The stakes are rising when it comes to Data Centre power outages?
Electrically coupled UPS technology advances offer a safer path and more uptime
A power outage in a data centre that results in service loss can propel data centre operators into the headlines.
Two recent but separate power outages at two different London data centres which resulted in loss of services did just that.
One outage lasted more than 14 hours before power and services were fully restored. Hundreds of service provider customers were directly impacted and thousands of their customers were without network-based services for a whole working day.
In the first of these outages the operator identified the problem as originating with a faulty static UPS. A few days later in a second incident at a facility run by a different operator, unconfirmed reports say the operator said a small fire was caused by a faulty UPS.
In the first incident a Static UPS was identified as the problem. Given the nature of the reports from London Fire Brigade it would seem most likely that the second incident also involved a static UPS.
For the data centre operator a serious outage is initially viewed through the impact on its customers. How quickly was the problem spotted? How did the operator react? How quickly did it communicate with its customers? How quickly was the issue identified and how fast and effective were the remediation measures. How quickly were services restored? Where effective processes in place and where the protocols followed?
This initial stage of any major outage is when boards light up and social media goes into overdrive and journalists start asking questions.
Once the initial crisis has been addressed the next step for the operator is to identify what went wrong and why? A thorough review ensues.
Don’t waste a crisis
All data centres, and especially commercial data centres, live or die by their uptime. If the equipment that is designed to protect the power provision and back up was the cause of an incident the investigation goes in a particular direction.
Firstly, for a UPS to be identified as the cause of an outage incident raises many questions. In turn if the root cause was a technical failure this can raise serious long-term concerns. Whenever an outage occurs the opportunity must be grasped to ensure it doesn’t recur
If a UPS failed and caused an incident the questions asked will include:
Was it due to a service issue?
Is there a fundamental design issue?
Was the age of the particular unit a factor?
For an operator it is critical that there is no repeat of any failure.
For data centre management teams and the engineers who report to them approaches to electrical engineering in large data centre environments is changing.
Operators are no longer constrained by fixed power topologies which were intended not to change once they were designed, deployed and commissioned.
As data centres become more important and uptime becomes even more vital it seems odd that some operators feel they are unable to take advantage of UPS technology advances in reliability, availability and safety which deliver high uptime levels.

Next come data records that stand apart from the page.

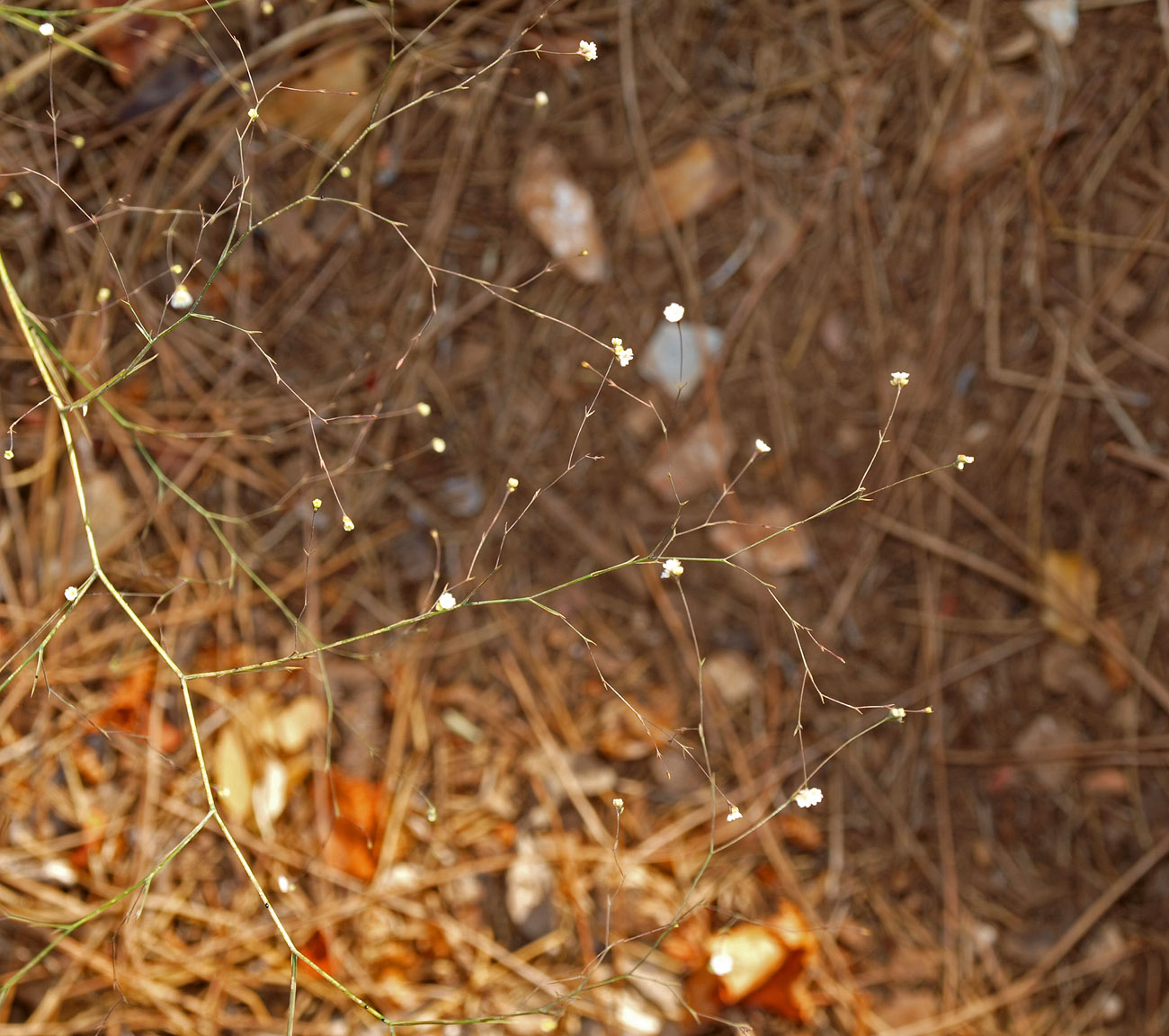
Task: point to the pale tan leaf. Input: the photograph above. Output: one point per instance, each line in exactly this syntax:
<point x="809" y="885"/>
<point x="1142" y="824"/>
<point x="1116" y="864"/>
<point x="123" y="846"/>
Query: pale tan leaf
<point x="561" y="214"/>
<point x="232" y="773"/>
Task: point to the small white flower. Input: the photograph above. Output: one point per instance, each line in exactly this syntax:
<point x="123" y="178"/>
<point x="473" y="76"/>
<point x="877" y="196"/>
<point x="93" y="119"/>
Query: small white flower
<point x="807" y="798"/>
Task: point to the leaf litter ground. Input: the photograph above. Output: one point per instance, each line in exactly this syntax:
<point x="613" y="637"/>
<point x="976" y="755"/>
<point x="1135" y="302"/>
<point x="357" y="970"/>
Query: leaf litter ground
<point x="881" y="186"/>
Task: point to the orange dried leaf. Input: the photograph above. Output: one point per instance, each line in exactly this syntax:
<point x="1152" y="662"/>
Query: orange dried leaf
<point x="767" y="965"/>
<point x="354" y="837"/>
<point x="561" y="214"/>
<point x="691" y="183"/>
<point x="316" y="949"/>
<point x="331" y="96"/>
<point x="138" y="41"/>
<point x="1070" y="587"/>
<point x="1115" y="671"/>
<point x="232" y="771"/>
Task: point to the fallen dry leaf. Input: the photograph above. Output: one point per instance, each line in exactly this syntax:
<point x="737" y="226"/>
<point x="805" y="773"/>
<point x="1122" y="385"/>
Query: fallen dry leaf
<point x="1070" y="587"/>
<point x="129" y="708"/>
<point x="691" y="183"/>
<point x="330" y="98"/>
<point x="767" y="965"/>
<point x="1057" y="19"/>
<point x="139" y="40"/>
<point x="990" y="140"/>
<point x="1048" y="733"/>
<point x="354" y="837"/>
<point x="561" y="214"/>
<point x="1115" y="671"/>
<point x="693" y="463"/>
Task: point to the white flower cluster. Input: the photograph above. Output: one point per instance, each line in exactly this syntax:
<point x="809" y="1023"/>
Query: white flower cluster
<point x="807" y="798"/>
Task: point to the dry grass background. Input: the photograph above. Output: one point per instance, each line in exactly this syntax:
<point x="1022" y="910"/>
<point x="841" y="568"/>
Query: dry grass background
<point x="959" y="879"/>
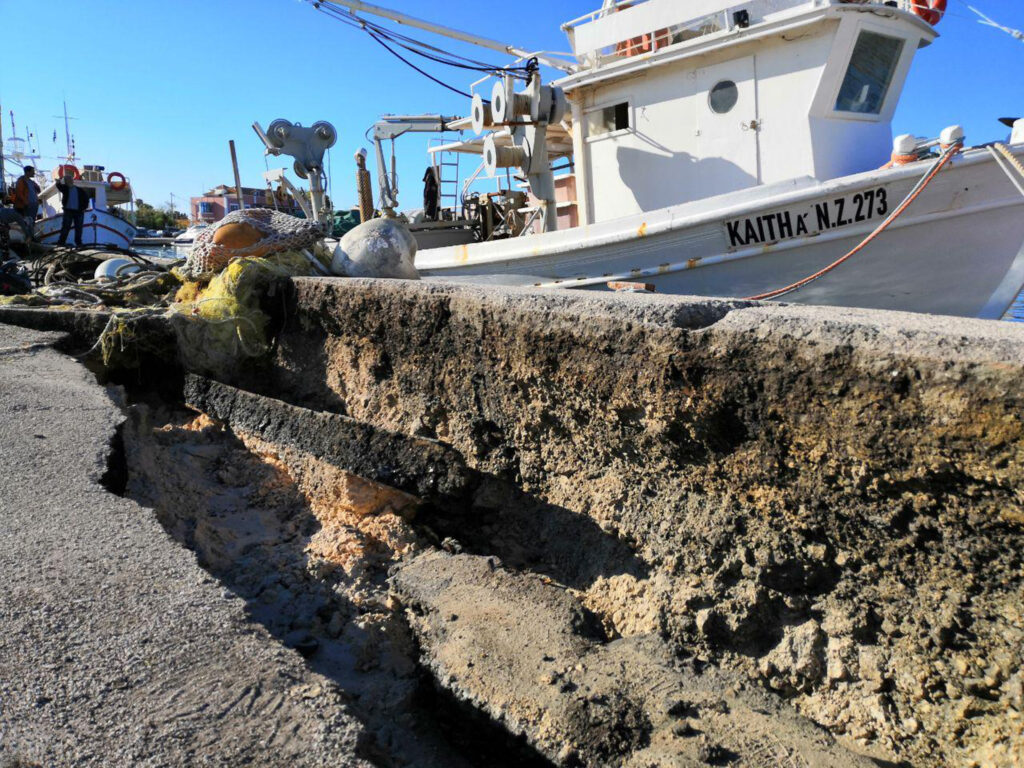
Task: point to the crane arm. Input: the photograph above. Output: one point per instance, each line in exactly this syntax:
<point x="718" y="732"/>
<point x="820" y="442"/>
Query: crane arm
<point x="465" y="37"/>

There exist real alternatives to multiple static UPSs being paralleled throughout data centre power chains which are inherently less safe and secure than deploying high power rated single modules. Using many low power range Static UPS introduces multiple points of failure into the data centre. So, what operators end up with is often dozens of units connected in a chain. And within each static UPS there is a high component count of things such as capacitors and fan which are used to cool lots of moving parts.
Any thorough review of an outage where the fault came from the UPS must explore alternative approaches to power provision and back up. This should include asking if electrically coupled UPS technology such as Piller’s UB-V can provide safer, more efficient power protection at scale when compared with traditional static UPS technologies.
Whether the root cause of the recent high profile outages were caused by a battery fault, a faulty capacitor or a worn out fan is something that is unlikely ever to make it into the public domain.
What is clear is that with rising capacity demands meaning more power will be needed, UPS selection becomes even more vital. With so many ageing Static UPS units in operation these outages are unlikely to be last we hear of.
Data centre operations are about managing risk. Reducing power outages that put service at risk is the first duty of the ME teams. Piller’s UB-V series is changing the way engineers view provision of conditioned power in large scale data centres right across the world.
If you are concerned about outages, looking at alternatives to the Static UPS is a good place to start.